Posted 6/26/2013   Updated 6/27/2013 Email story   Print story

    


by Staff Sgt. Stephenie Wade
445th Air Expeditionary Wing


6/26/2013 - BAGRAM AIR FIELD, Afghanistan -- "I wouldn't really consider these lifesaving gestures, I was just doing what I am trained to do," said Senior Airman David Kitchen, 455th Expeditionary Aerial Port Squadron, aerial transportation journeyman.

In many circumstances training acquired in the military helps airmen save lives, but for Kitchen, his civilian job skills also contributed to him saving three lives here in the past month.

Kitchen is an emergency medical technician and firefighter in Dayton, Ohio, when he is not serving with the 179th Airlift Wing of the Ohio National Guard.
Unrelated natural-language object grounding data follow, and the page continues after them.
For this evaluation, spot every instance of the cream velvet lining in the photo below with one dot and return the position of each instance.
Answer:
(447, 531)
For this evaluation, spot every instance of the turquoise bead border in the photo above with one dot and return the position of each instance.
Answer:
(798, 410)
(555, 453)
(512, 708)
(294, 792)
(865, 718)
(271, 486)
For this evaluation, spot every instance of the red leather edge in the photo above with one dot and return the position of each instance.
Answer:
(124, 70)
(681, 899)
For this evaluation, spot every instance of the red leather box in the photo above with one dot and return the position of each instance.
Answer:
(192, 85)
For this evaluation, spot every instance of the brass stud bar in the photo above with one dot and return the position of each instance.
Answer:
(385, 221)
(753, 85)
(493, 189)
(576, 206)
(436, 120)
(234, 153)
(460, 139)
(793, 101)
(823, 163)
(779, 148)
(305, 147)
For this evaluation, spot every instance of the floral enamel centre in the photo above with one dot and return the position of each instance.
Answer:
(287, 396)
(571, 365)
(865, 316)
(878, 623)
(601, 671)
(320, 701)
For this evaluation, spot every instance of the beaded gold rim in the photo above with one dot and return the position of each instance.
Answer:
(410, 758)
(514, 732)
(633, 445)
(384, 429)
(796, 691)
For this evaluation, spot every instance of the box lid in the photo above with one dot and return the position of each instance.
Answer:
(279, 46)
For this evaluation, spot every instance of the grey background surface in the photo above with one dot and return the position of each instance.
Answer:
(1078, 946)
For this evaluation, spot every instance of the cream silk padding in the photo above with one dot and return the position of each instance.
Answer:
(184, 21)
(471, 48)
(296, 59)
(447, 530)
"His emergency medical technician skills are useful when someone needs medical assistance in one of the busiest passenger terminals in Afghanistan," said Staff Sgt. Donald Kraft, Kitchen's supervisor.

The terminal transports more than 1,200 passengers a day through Bagram. One of those passengers was a man in his mid-50s.
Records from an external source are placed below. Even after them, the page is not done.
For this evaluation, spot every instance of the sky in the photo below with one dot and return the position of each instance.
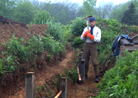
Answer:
(98, 1)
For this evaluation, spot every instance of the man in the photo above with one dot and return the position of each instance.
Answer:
(92, 36)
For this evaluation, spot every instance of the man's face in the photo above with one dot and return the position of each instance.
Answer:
(92, 23)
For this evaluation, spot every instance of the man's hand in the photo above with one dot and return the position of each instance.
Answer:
(85, 34)
(90, 36)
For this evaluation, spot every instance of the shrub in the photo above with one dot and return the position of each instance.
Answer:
(41, 17)
(78, 26)
(113, 25)
(15, 47)
(52, 46)
(77, 42)
(121, 81)
(55, 30)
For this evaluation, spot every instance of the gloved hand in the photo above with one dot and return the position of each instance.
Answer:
(85, 34)
(90, 36)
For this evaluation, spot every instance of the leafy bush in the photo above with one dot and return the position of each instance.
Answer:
(56, 30)
(77, 42)
(121, 81)
(41, 17)
(34, 46)
(19, 51)
(113, 25)
(78, 26)
(15, 47)
(52, 46)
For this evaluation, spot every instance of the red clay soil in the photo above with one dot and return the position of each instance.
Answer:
(46, 74)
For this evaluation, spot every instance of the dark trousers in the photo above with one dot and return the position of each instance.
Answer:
(90, 49)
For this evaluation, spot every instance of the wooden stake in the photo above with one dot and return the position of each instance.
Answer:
(30, 85)
(58, 94)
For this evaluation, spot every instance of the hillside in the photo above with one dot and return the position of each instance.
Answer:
(52, 53)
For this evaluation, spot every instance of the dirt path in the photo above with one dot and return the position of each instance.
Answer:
(85, 90)
(47, 74)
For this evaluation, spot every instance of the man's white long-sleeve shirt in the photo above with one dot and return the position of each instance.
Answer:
(96, 34)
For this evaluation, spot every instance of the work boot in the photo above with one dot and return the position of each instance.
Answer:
(97, 79)
(86, 76)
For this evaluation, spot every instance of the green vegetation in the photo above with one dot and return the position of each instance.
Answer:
(121, 81)
(78, 26)
(78, 43)
(19, 51)
(41, 17)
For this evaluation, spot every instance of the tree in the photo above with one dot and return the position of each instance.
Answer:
(130, 16)
(89, 6)
(104, 10)
(118, 10)
(24, 12)
(41, 17)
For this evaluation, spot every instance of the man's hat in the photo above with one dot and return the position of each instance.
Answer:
(92, 19)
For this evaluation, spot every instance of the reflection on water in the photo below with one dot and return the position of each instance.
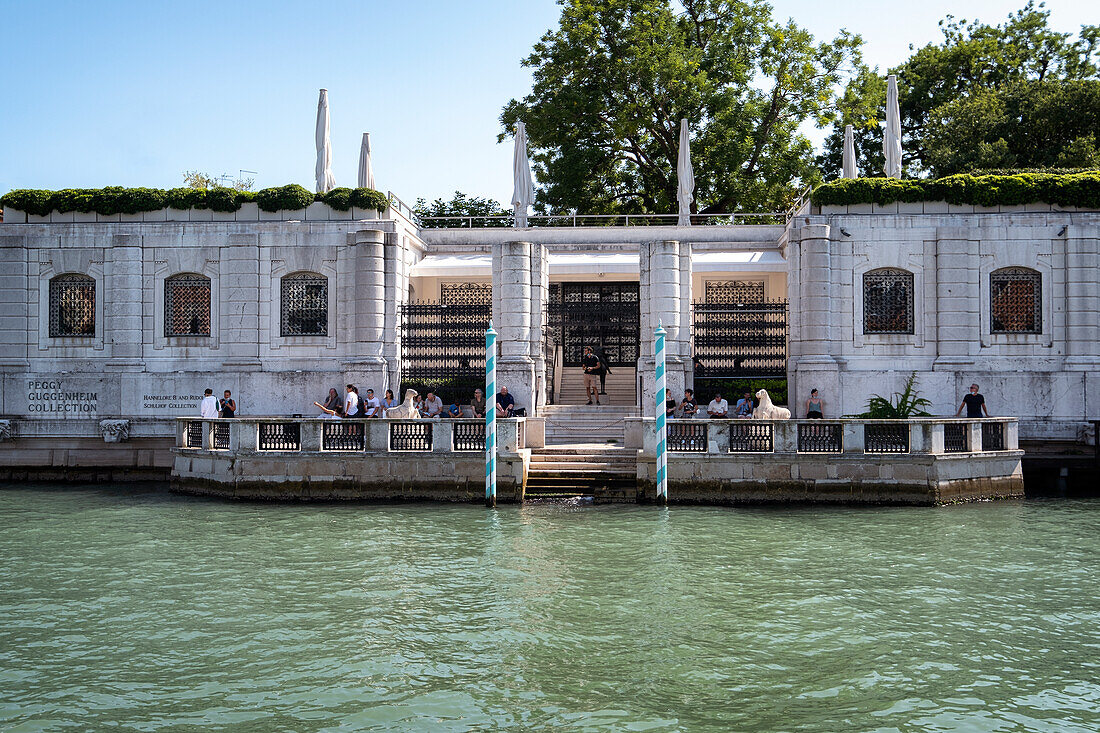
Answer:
(146, 611)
"He was complaining of chest pains and blurred vision, when Airmen 1st Class Hixson came and retrieved me to see if I could help him," said Kitchen. "After taking his pulse and asking detailed questions I found out the elderly man had hypertension and forgot to take his medication."

The importance of knowing Self-Aid Buddy Care was also reiterated during these emergency situations.

"I tell everyone I work with to understand SABC because it may mean life or death in some situations," said Kitchen, who is also a SABC instructor. "Even if you are not in a medical field, if you know SABC, you can still do life saving measures until the paramedics arrive."

Although Kitchen says he has always loved helping people, his family has long tradition of providing civil service and saving lives. Since he can remember he has wanted to follow in his uncle's footsteps. He is also a member of the same Guard unit and works in Columbus as a firefighter and paramedic.

"My uncle, Tech. Sgt. Robert Comer, is the reason I work so hard at everything I do. And the reason I wanted to be a paramedic and join the military," said Kitchen, of Mount Sterling, Ohio.